“Heureux qui comme Thésée, pourra sortir de son labyrinthe personnel, une fois pour toutes.”
P. Santarcangeli, Le livre des labyrinthes, Éditions Gallimard, 1974, première parution 1967, p398
Dans son ouvrage Le livre des labyrinthes, P. Santarcangeli démontre, à travers un parcours parmi diverses époques et diverses cultures, que le labyrinthe a, dans les temps anciens, toujours été associé à la mort, aux cérémonies funéraires, à la notion de renaissance ou même de descente aux Enfers. Par exemple, selon la vision théologique médiévale catholique, l’image du labyrinthe peut représenter l’âme pervertie qui se perd dans les pièges du péché pour sombrer et rester emprisonnée en Enfer. Les chemins tortueux sont aussi associés au pèlerinage, à des épreuves difficiles qui permettent d’atteindre le salut, c’est pourquoi on retrouve des motifs labyrinthiques sur le sol de certaines cathédrales.
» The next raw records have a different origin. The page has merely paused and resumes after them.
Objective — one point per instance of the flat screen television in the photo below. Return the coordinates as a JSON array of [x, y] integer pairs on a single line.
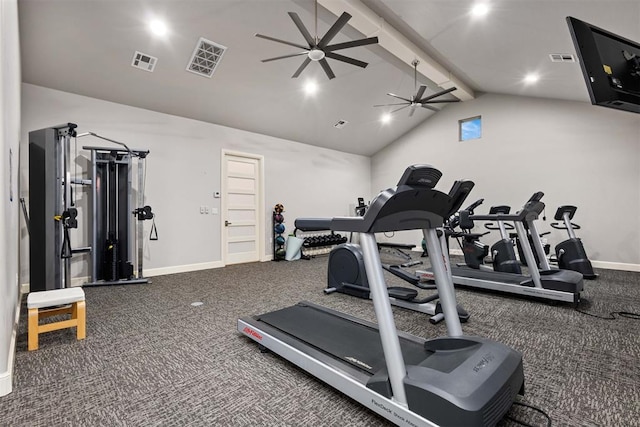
[[610, 66]]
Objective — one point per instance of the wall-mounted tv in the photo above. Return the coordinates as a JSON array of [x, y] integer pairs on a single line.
[[610, 66]]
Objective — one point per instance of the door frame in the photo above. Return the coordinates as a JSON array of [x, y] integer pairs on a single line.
[[260, 225]]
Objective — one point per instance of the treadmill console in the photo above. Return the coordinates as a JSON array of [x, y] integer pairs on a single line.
[[420, 176]]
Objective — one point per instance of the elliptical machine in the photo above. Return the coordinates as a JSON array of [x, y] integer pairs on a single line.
[[503, 256], [570, 253], [347, 275]]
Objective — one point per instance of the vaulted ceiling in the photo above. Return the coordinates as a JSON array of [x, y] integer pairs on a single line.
[[87, 46]]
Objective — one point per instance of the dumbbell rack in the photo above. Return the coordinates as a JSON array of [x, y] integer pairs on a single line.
[[278, 231], [318, 242]]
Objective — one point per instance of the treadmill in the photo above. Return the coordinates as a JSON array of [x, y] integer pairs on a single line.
[[453, 380], [543, 283]]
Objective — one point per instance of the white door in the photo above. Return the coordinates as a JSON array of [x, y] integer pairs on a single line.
[[241, 212]]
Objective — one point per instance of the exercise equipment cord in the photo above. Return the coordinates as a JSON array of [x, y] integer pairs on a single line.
[[522, 423], [612, 315]]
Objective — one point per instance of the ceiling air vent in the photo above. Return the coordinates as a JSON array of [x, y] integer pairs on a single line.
[[144, 61], [562, 57], [206, 57], [340, 124]]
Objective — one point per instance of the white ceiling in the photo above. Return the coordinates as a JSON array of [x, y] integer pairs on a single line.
[[86, 47]]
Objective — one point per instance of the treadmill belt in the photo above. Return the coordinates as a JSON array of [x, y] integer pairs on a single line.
[[354, 343]]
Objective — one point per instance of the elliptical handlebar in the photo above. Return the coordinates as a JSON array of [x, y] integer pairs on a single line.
[[491, 226], [559, 226]]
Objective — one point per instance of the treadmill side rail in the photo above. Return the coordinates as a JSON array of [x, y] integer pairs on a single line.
[[337, 378]]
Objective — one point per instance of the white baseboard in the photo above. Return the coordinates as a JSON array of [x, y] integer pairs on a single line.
[[6, 377], [616, 266], [182, 268], [79, 281]]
Chez les grecs comme chez les égyptiens, il est aussi associé à un palais. Ainsi dans le célèbre mythe grec, le dédale est construit comme la prison, le palais personnalisé, du Minotaure.
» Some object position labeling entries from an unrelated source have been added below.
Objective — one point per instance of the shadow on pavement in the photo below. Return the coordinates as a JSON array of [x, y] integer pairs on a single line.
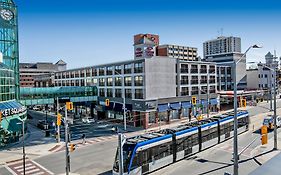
[[106, 173]]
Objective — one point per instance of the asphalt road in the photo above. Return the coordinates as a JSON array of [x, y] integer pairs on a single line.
[[98, 158]]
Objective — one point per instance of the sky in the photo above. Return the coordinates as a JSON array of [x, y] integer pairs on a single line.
[[91, 32]]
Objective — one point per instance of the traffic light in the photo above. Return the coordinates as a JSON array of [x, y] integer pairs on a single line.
[[106, 102], [69, 105], [264, 138], [193, 100], [59, 119], [72, 147], [244, 102]]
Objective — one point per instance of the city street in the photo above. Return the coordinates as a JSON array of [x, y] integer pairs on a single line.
[[215, 160]]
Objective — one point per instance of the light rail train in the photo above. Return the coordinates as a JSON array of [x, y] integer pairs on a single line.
[[148, 152]]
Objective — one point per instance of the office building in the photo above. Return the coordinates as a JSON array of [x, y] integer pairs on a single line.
[[29, 71], [156, 88], [13, 113], [179, 52], [224, 51]]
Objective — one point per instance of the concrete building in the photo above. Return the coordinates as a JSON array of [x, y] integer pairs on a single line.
[[260, 77], [155, 89], [28, 71], [179, 52], [222, 45], [223, 51]]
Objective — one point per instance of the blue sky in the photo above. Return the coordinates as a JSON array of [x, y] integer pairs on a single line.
[[89, 32]]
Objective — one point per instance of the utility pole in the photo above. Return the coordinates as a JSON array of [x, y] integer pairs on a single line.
[[66, 143], [120, 146], [275, 117], [23, 147], [58, 125], [235, 146]]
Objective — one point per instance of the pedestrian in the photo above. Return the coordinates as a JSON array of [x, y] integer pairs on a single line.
[[83, 139]]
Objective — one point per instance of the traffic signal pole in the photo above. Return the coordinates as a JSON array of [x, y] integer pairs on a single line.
[[57, 115], [66, 143]]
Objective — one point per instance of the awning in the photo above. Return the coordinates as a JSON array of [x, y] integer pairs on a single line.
[[175, 106], [214, 101], [11, 107], [163, 107], [186, 104]]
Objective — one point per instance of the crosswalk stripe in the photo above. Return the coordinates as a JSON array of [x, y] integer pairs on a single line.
[[27, 168], [32, 171], [21, 166]]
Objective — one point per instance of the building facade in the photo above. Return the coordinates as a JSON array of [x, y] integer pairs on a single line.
[[12, 112], [156, 89], [29, 71], [224, 51], [179, 52], [222, 45]]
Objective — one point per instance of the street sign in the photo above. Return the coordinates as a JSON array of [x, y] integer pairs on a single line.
[[69, 105]]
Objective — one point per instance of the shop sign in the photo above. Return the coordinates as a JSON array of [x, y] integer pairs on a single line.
[[12, 111]]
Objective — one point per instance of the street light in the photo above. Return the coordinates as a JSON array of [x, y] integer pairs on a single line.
[[124, 102], [235, 137]]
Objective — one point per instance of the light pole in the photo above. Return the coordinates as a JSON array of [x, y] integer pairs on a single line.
[[235, 137], [124, 100], [274, 96]]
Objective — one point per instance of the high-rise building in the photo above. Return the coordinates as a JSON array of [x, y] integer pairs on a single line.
[[222, 45]]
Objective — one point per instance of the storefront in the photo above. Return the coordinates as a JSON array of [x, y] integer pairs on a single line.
[[13, 114]]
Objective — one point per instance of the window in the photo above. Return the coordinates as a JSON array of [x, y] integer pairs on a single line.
[[184, 80], [194, 69], [128, 81], [118, 70], [101, 82], [194, 79], [203, 69], [194, 91], [138, 81], [102, 93], [128, 69], [138, 94], [184, 68], [118, 93], [109, 93], [109, 70], [109, 81], [138, 68], [118, 81], [101, 71], [184, 91], [128, 93], [203, 80]]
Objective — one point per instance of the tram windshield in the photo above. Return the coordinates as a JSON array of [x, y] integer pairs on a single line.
[[127, 153]]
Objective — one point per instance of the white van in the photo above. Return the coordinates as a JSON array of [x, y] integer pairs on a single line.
[[268, 121]]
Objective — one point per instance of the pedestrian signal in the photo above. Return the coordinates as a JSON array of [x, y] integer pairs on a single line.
[[106, 102], [72, 147], [69, 105]]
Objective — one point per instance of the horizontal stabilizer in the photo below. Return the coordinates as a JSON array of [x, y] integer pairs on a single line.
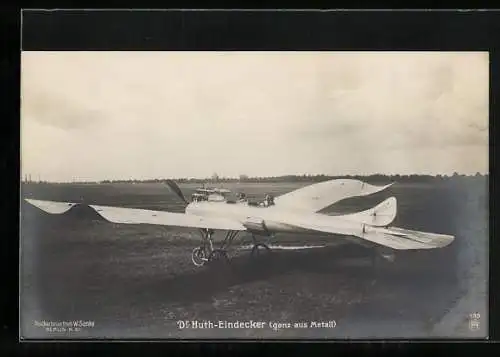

Il est intéressant de noter que le labyrinthe est aussi historiquement très associé à la notion de Cave, caverne en anglais. Ne serait-ce que par son étymologie possible “labirion”, galerie creusée. De nombreuses grottes souterraines, naturelles, lentement dessinées au fil des siècles, faites de bifurcations et d’impasses sont considérées comme des labyrinthes, de la même manière que les mines ou les catacombes. Par ailleurs, on peut établir un lien fort entre la notion de labyrinthe et le jeu, on ne compte plus les jardins taillés destinés à divertir, les jeux labyrinthiques iconiques faits de bois, de billes et de ressorts, en passant par les milliers de pages de journaux et les innombrables jeux vidéos.
“ il n’y a pas de limites aux formes du labyrinthe; et l’aspect que celui-ci prendra à une époque donnée, dans un contexte social déterminé, sera toujours la signature d’un style, d’une conception de vie, d’une manière d’être.”
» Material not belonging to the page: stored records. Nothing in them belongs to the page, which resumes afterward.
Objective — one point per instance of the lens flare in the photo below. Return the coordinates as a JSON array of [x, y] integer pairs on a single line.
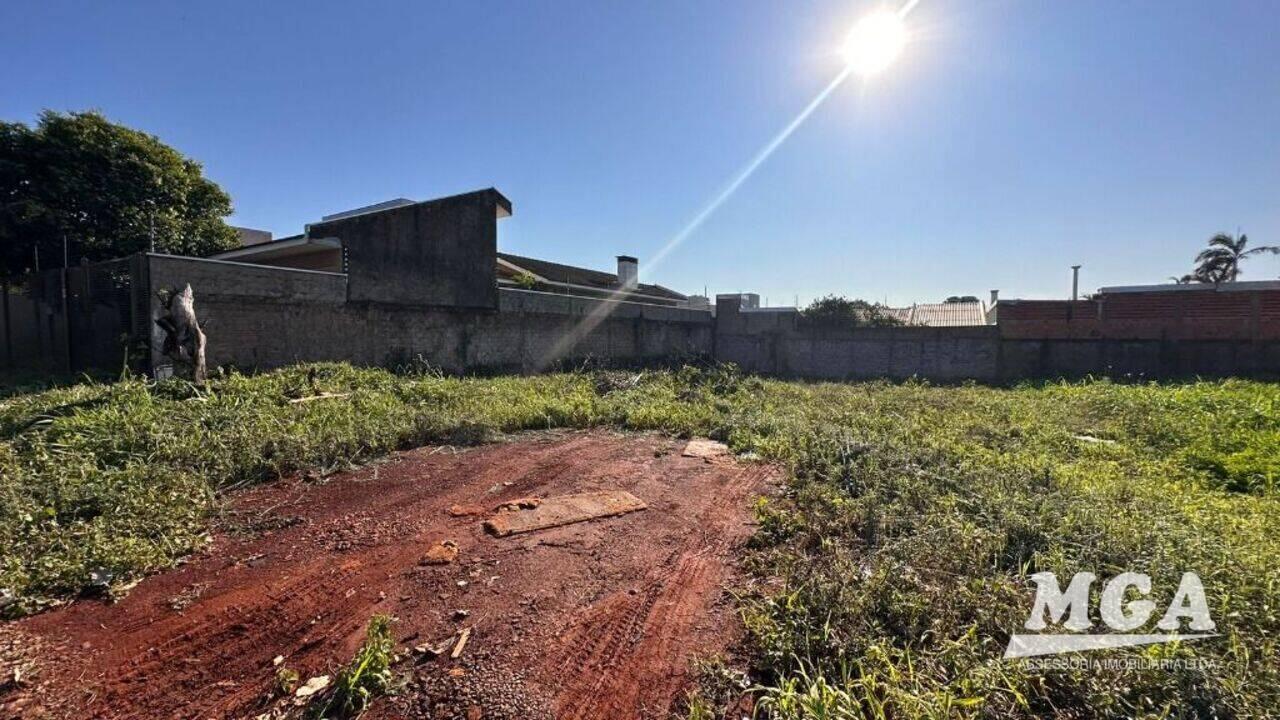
[[872, 46], [874, 42]]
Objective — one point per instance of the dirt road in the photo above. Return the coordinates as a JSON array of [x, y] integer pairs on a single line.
[[597, 619]]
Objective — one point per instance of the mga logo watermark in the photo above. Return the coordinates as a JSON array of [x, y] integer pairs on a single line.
[[1125, 618]]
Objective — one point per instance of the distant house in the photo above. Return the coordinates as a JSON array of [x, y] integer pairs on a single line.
[[942, 314], [554, 277], [315, 253]]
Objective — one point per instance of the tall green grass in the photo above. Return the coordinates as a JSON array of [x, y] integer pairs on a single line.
[[895, 563]]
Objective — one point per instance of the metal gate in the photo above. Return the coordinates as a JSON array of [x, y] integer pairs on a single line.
[[85, 319]]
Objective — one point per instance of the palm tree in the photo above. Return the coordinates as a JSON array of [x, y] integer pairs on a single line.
[[1220, 261]]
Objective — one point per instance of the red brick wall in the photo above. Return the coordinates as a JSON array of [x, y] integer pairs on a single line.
[[1200, 314]]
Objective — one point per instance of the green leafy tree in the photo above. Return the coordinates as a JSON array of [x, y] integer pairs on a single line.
[[837, 309], [106, 188], [1221, 260]]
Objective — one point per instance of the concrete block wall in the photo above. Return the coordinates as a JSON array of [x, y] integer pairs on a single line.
[[787, 345], [259, 318]]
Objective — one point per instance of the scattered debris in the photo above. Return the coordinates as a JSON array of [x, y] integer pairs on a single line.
[[310, 688], [186, 597], [704, 449], [183, 340], [440, 554], [563, 510], [1093, 440], [521, 504], [462, 643], [321, 396]]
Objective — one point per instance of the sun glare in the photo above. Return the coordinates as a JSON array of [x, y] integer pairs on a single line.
[[874, 42]]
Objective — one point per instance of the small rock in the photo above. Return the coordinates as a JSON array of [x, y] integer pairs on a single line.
[[440, 554], [311, 687]]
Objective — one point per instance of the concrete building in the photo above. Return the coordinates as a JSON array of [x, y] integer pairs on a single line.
[[405, 282], [321, 247]]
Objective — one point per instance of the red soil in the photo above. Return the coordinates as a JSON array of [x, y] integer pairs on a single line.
[[597, 619]]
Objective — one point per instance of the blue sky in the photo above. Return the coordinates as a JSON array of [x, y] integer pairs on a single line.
[[1011, 140]]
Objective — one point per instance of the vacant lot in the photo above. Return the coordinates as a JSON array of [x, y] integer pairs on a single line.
[[887, 577]]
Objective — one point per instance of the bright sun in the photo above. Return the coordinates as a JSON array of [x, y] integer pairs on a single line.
[[874, 42]]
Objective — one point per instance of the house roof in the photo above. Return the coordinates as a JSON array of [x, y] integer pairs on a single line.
[[942, 314], [584, 277]]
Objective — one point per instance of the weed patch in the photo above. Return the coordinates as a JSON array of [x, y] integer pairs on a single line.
[[896, 561]]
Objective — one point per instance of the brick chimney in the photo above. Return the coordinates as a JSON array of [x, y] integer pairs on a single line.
[[629, 272]]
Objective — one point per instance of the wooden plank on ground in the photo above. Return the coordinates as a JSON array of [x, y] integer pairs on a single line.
[[563, 510]]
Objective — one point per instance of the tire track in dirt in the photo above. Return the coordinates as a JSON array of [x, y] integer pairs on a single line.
[[606, 615]]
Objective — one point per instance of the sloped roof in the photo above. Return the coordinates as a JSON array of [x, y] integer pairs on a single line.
[[941, 314], [558, 273]]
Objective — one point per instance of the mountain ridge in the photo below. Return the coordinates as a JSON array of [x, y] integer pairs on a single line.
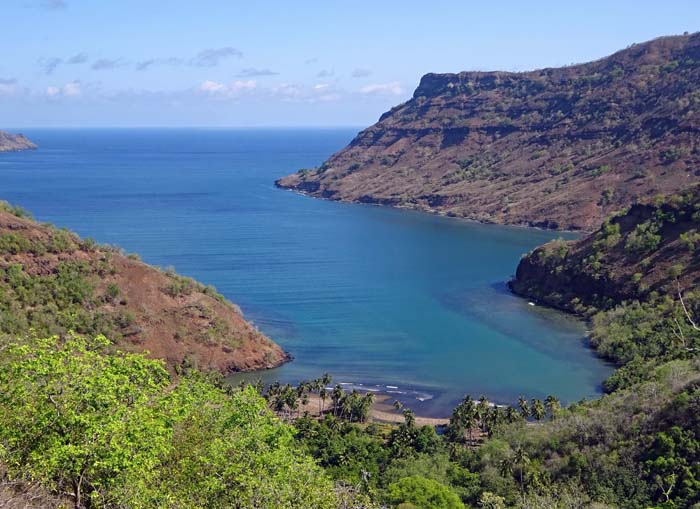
[[53, 282], [557, 148]]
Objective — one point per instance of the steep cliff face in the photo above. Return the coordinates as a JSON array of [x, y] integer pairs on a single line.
[[14, 142], [52, 282], [651, 249], [559, 148]]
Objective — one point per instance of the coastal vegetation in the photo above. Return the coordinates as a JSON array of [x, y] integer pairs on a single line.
[[53, 282], [556, 148], [87, 421], [14, 142]]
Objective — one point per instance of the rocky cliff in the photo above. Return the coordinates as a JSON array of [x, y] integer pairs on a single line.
[[13, 142], [52, 282], [650, 250], [559, 148]]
P. Santarcangeli, Le livre des labyrinthes, Éditions Gallimard, 1974, première parution 1967, p47
Le World Wide Web constitue la Map, la carte d’un jeu à monde ouvert, un monde vivant, un Cyberespace que chacun arpente dans sa vie numérique. Le cyberspace, mot que l’on trouve souvent employé comme synonyme du monde virtuel qu’est le Web, est utilisé pour la première fois par l’auteur de science fiction William Gibson. L’agence nationale de la sécurité des systèmes d’information le définit ainsi : espace de communication constitué par l’interconnexion mondiale d’équipements de traitement automatisé de données numériques.
“Une hallucination consensuelle vécue quotidiennement en toute légalité par des dizaines de millions d’opérateurs, dans tous les pays, par des enfants à qui des concepts mathématiques sont ainsi enseignés… Une représentation graphique de données extraites des mémoires de tous les ordinateurs du système humain. Une complexité impensable. Des traits de lumières disposés dans le non-espace de l’esprit, des amas et des constellations de données. Comme les lumières de villes, dans le lointain”
William Gibson, Neuromancien, Au Diable Vauvert, Première parution en 1984
Dans ce cyberespace, tout est fidèlement digitalisé en une suite binaire de 0 et de 1, tout ne devient qu’information (Shannon et Weaver théorie de l’information). Le corps n’existe pas. Pourtant nous déambulons dans ce monde façonné par des algorithmes. Le Dieu programme analyse les joueurs, contrôle leurs chemins potentiels, définit les murs de leurs labyrinthes, les dirigeant vers leurs prochaines quêtes. Les algorithmes nous proposent des itinéraires maniéristes calculés, nos propres arbres de probabilité. Ils construisent nos palais, nos prisons, nos cocons numériques dont le but honorable et revendiqué est d’alléger nos déambulations en fournissant toujours la bonne information.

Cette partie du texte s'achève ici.